L’intervista: Roberto Nucci, in arte Zambrano

PORTICI – Roberto Nucci, in arte Zambrano, è un canta-cabarettista di Portici ma finlandese d’adozione.                                                                                                                                    L’anno scorso fu vincitore del “Trofeo della Lingua Italiana”, nella sezione “Mandami una Canzone”, riservata ai nostri cantautori emigrati all’estero; la commissione, presieduta da Pippo Baudo, assegnò il primo premio a Zambrano per la canzone “Quattro quarti di luna”, un brano dell’album “Rinite allergica”.
Quest’anno Roberto è uscito il suo nuovo cd, “Songbook”, che vede la collaborazione dell’amico cantautore Zorama, di Claudio Sasso, musicista e cantante di “navigata”esperienza, come ama dire Zambrano, riferendosi al fatto che da più di vent’anni suona sulle navi da crociera, e di Micky di Capua, che è anche arrangiatore e produttore artistico del progetto.                                                                                                       Inoltre, la prefazione è di Davide Bellofiore, attore sangiorgese, e contributi di Gloria Navone, Gianluca Fiorenza e Salvatore Ruvituso.
Il progetto musicale “Songbook” comprende 13 tracce e sarà distribuito in digitale da Pirames.
Come mai un porticese si stabilisce in Finlandia?                                          «Mio fratello Paco vive da tanti anni a Turku, l’antica capitale; andai lì per una vacanza e mi trovai catapultato nell’arcipelago di Babbo Natale, un posto bellissimo, pieno di isolette frastagliate, laghetti.
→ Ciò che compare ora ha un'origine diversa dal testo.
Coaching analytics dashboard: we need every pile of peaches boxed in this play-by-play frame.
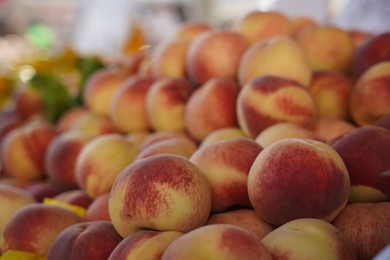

Una realtà quasi surreale: d’estate il sole a mezzanotte e una natura stupefacente, così diversa dalla nostra, che diventava fiabesca: m’ispirò tanto che cominciai a scrivere canzoni come “L’arcipelago di  Papà Natale”.
Perché uno dei tuoi album si chiama “Rinite allergica”?
«Per il regalo che mi fece l’aria pulita della Finlandia: quando vivevo a Portici avevo sempre una fastidiosa rinite allergica, che lì mi è completamente passata».
Cabarettista, cantautore, musicista. In quale genere ti collochi?
«In fondo sono un cantastorie che si impegna e disimpegna passando da un genere all’altro, con grande libertà. Sono, comunque, tutte cose che fanno parte della mia natura; passo dalla satira alla poesia, da una dimensione intimista al cabaret, dal pianto al riso. E, allora, sintetizzo queste mie diverse anime, apparentemente contrastanti, definendomi cantastorie. Canto le storie, le favole come metafora di vita; non sono parabole, ma più un’antenna parabolica che capta tutte le diverse sfumature dell’esistenza. Le mie canzoni sono frutto di forti emozioni, di esperienze di vita vissuta».                                                                                                                          
Roberto, come definisci il tuo stile?
«Molti mi accostano a Rino Gaetano, e per me è un grandissimo onore, perché faccio parte del fan club dedicato alla sua memoria. Poi, ognuno si ritrova la voce che ha: la mia è simile alla sua e, pur, ispirandomi a lui, faccio cose originali».
Raccontaci qualcosa di “Songbook”.                                                                    «E’ un libro di canzoni, ma anche uno show irriverente con un mix coinvolgente di generi musicali che vanno dal punk allo ska al disco/funky. Tutti filoni musicali che hanno fatto parte del mio passato e che ho voluto riprendere perché mi sento fortemente legato agli anni ‘80 e ‘90.
In “Songbook” ho portato le mie esperienze di napoletano all’estero con il suo improbabile inglese e del corso di lingua finlandese presso la scuola per stranieri. Non ho tralasciato i luoghi comuni, come il calcio, lo stereotipo del cantante neomelodico di quartiere, e  non manca nemmeno il mio personalissimo punto di vista sulla situazione politica-nazional-popolare italiana.
Per finire, ho inserito un doveroso omaggio a Rino Gaetano, “salvatore” di una Patria ormai allo sbando.                                                                                                          L’intento delle mie canzoni, comunque, rimane sempre lo stesso: far ridere, pensare, sognare, ballare e cantare. E scusatemi se è poco!».